幼い文字が、誰を思いあの本に書き込まれていったのか、そんなもの火を見るより明らかだった。
「緋葉は、温人が翡翠君の父親だと、君達が親子であると感じたからこそ何も言うまいと決め、私もそれに倣った。」
カップを傾けていた手がピタリと止まり、おずおずと顔が上げられる。
縋るような瞳が求める言葉がなんなであるのかはわからないが、二人の間にある確固たるものは、知り合って数日しかたたない自分にすらわかるのだ。不安に思う事など何一つない。
「なぜあの子が奏川翡翠なのか私にはわからないが、君達の間には確かな愛情があるだろう。息子を信じて話をすればいい。」
「っ、僕は、僕は…っ、」
肩を震わせるその手から、そっとマグカップを抜き取りローテーブルへ置く。
大丈夫だと、言葉の代わりにその背中をさすってやれば、温人の瞳から涙が一筋こぼれ落ちた。

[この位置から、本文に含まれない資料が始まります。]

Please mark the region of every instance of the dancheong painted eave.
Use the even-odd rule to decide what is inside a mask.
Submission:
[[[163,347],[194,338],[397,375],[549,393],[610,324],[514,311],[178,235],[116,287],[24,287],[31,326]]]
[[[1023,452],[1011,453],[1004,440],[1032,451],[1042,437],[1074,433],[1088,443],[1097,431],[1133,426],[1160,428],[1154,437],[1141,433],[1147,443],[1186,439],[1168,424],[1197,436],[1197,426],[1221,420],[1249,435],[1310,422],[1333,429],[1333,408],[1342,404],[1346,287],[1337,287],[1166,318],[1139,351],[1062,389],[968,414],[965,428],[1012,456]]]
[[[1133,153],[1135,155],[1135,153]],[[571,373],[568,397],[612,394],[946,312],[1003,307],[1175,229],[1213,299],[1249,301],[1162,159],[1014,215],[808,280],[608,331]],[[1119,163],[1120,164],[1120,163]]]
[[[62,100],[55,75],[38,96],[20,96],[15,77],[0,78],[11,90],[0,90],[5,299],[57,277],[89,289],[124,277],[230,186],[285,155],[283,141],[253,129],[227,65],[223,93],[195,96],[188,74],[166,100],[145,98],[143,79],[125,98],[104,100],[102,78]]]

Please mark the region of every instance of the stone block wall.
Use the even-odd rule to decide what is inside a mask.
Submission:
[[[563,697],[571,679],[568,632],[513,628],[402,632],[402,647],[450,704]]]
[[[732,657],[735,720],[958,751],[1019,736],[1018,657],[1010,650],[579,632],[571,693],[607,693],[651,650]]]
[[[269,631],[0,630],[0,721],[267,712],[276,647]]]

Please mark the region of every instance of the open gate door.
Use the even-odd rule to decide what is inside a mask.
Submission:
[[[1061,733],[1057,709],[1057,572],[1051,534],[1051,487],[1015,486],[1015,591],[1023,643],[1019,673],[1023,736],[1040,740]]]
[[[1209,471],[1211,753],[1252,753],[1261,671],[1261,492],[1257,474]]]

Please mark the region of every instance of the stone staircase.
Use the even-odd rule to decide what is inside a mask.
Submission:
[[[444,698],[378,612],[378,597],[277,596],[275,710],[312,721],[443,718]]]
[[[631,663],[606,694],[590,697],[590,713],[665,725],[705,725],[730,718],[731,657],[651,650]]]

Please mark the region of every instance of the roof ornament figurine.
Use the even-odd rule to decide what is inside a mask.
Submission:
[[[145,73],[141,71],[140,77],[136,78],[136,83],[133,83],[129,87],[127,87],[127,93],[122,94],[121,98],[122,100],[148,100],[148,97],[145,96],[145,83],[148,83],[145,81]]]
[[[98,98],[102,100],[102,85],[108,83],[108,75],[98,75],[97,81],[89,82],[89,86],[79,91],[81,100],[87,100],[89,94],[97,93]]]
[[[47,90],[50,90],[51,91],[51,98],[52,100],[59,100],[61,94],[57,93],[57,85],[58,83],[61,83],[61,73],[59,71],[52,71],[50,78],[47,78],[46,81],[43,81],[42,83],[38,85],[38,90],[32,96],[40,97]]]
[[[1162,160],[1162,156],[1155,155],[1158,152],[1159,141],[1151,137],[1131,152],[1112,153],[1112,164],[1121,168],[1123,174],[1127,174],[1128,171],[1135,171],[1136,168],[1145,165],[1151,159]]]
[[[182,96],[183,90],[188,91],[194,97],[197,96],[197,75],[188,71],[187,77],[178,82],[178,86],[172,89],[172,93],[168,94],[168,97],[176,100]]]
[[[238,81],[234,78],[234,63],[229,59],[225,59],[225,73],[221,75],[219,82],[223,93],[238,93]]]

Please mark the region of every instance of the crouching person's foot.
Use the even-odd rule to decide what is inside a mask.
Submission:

後頭部にそっと手を回せば、こちらの肩に顔を埋めてくる。
「ひ、すいが、いなくなったら、僕は、僕はっ、」
「大丈夫だ。そんな事にはならない。」
肩に顔を埋め嗚咽を必死に耐える温人から、視線はキッチン脇の扉へ。
「……そうだろう?」
先刻から感じていた扉の向こうの気配へ問えば、一瞬の間の後、返事の代わりにゆっくりとその戸が開かれ温人の大事な一人息子が姿を現した。
その肩を私の息子に支えられながら。